In 1678, Mother de Saumaise left Paray for another monastery. Her replacement, Mother Péronne-Rosalie Greyfié, was an exceptional nun. In December 1678, Father La Colombière returned from a long trip abroad. Mother Greyfié obtained from him a report on the saint's experiences: "It wouldn't even matter if they were diabolical illusions [...]. There is no appearance of that, because if it was the devil trying to deceive her, he would be deceiving himself, since humility, simplicity, exact obedience and mortification are not the fruits of the spirit of darkness." The devil was a constant source of bother for Margaret Mary. One day, he pushed her from the top of a staircase in front of several nuns; another time, while she was talking with some sisters in the warming room, they suddenly saw the stepladder on which she was sitting start to move by itself; another time, the seat on which she was sitting slipped away from her three times in a row.
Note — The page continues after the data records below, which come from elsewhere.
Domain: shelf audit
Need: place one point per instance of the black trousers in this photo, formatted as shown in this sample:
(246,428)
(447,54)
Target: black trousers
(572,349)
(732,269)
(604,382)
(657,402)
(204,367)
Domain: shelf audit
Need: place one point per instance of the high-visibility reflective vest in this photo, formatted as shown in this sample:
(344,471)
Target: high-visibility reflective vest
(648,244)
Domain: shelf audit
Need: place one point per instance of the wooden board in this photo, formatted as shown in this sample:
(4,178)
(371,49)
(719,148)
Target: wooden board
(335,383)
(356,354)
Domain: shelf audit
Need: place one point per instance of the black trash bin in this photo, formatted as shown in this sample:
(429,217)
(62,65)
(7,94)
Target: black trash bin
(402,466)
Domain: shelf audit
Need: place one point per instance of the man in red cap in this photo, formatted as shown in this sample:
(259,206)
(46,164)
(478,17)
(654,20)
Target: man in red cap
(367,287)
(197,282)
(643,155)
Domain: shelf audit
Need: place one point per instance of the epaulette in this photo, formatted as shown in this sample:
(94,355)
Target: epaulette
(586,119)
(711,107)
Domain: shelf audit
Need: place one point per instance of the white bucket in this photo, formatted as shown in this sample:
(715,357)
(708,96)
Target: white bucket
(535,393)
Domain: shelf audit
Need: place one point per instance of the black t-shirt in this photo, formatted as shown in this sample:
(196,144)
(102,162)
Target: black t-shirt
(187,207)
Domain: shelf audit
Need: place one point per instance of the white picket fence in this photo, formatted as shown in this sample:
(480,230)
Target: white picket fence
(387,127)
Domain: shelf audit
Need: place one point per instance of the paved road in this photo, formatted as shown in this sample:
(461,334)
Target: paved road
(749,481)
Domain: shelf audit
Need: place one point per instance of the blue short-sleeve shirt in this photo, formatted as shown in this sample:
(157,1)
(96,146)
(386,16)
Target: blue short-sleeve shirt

A few months before her his death, on June 17, 1689, Jesus asked Margaret Mary to make his will known to the King of France: that he would consecrate the kingdom to the Sacred Heart and sew its image on the royal banners. Despite the saint sending this plea to the Visitation Convent of Chaillot and to the King's confessor, the Jesuit de La Chaise, King Louis XIV either never heard of this message, or he pretended not to know it... A remarkable coincidence of dates has been noted: 100 years to the day after this message from Jesus was communicated, on June 17, 1789, the Estates-General became the National Assembly, paving the way for the fall of the monarchy.
The spiritual fruits of Paray are countless. The practice of the First Friday devotion, for nine months in a row, has its origins in the twelve "promises" Jesus made to Margaret Mary: "I will give them all the graces necessary for their state of life [...] I will be their sure refuge during life and especially at death. [...] His [the Sacred Heart's] love will grant to all those who take communion on the first Fridays of the month, nine times in a row, the grace of final penance, so that they will not die in my disgrace." This text was inserted in its entirety in the bull of canonization of Saint Margaret Mary (May 13, 1920) by Benedict XV.
In just a few years, this woman who longed "to be buried in eternal oblivion and disregard by creatures" became famous the world over. The Paray monastery became a place of pilgrimage in the 1690s, and the feast of the Sacred Heart was officially instituted on February 6, 1765, by Pope Clement XIII. It was extended to the universal Church on August 23, 1856 by Pius IX. In 1899, Leo XIII consecrated humanity to the Heart of Jesus.